一 Não vai me responder?


 Eu não queria. A resposta que sairia da minha boca deixaria a situação muito desconfortável e eu ainda tinha que pegar o meu ônibus para ir pra casa. O moreno, sem obter aquilo que queria, se ajoelhou na minha frente. Seu rosto ficou tentadoramente perto do meu.


一 Sabe, Willie... Você nem me deixou falar nada naquele dia...


 Franzi o cenho, fingindo não entender do que ele estava falando. Meu coração estava disparado. Também ignorei o apelido que ele costumava usar nos momentos mais carinhosos. Não queria dar bandeira que ainda gostava dele.


一 Eu não...


一 Tô falando do dia que você tentou me beijar... 一 Esclareceu.


 Murmurei um Ah mudo e mordi o lábio. Ele deitou a testa na minha coxa e sorriu.


一 Na época, eu não tinha certeza do quão profundos meus sentimentos por você eram. E... só depois que se afastou foi que eu percebi o quanto que você me faz falta. Ainda faz, sabia? E muita. 一 Ele disse tudo tão rápido que fiquei atônito.


 Nico levantou o rosto de onde estava aconchegado e se aproximou de mim.


一 Desejei muito que viesse falar comigo durante esses anos, mas você sempre se esquivou de mim, muito envergonhado com minha presença.


 Engoli em seco, mas passei a mão por sua nuca. Meu corpo já não me obedecia.


一 Eu... gosto de você, Neecks. Ainda gosto de ti daquele jeito, talvez até mais...


 Um sorriso completamente bobo surgiu em seu rosto.

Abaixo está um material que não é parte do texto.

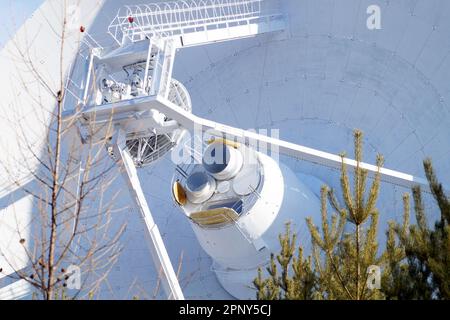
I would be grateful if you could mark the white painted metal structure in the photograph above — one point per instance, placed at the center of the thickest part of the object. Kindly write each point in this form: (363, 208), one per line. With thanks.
(331, 74)
(239, 221)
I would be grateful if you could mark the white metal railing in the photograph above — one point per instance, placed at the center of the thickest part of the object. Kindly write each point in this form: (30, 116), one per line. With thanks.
(179, 17)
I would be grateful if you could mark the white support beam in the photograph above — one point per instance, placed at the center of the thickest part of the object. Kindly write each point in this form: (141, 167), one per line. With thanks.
(155, 243)
(193, 122)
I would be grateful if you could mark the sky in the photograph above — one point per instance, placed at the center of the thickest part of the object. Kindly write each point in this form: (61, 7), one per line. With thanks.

一 Que bom. Isso é... Muito, muito bom...


一 Por que?


一 Por causa disso...


 E ele selou seus lábios com os meus. Tudo em mim formigou de uma maneira que eu nunca experimentei antes. Fechei os olhos, apreciando a sensação de tê-lo colado a mim. Sua mão, que repousava comportada em minha coxa, subiu até agarrar minha camisa. Passei a mão livre por sua cintura, o puxando para ainda mais perto.

 Eu estava em êxtase. Foram muitos anos e noites a fio desejando aquele toque, desejando poder tocá-lo dessa forma, mas me escondi depois da primeira rejeição, completamente na defensiva e com medo de acontecer de novo. Mas ele também gosta de mim. Nico Di Angelo me beijou... Puta. Merda.

 O pior de tudo? Viciei no sabor maravilhoso de seu beijo, viciei na sensação de seu piercing contra minha boca, de sua língua enroscada na minha, de sua pele fria entre meus dedos e do quão forte e rápido seu coração batia. No fim das contas, amei que tenha chovido e que meu ônibus tenha demorado mais que o normal.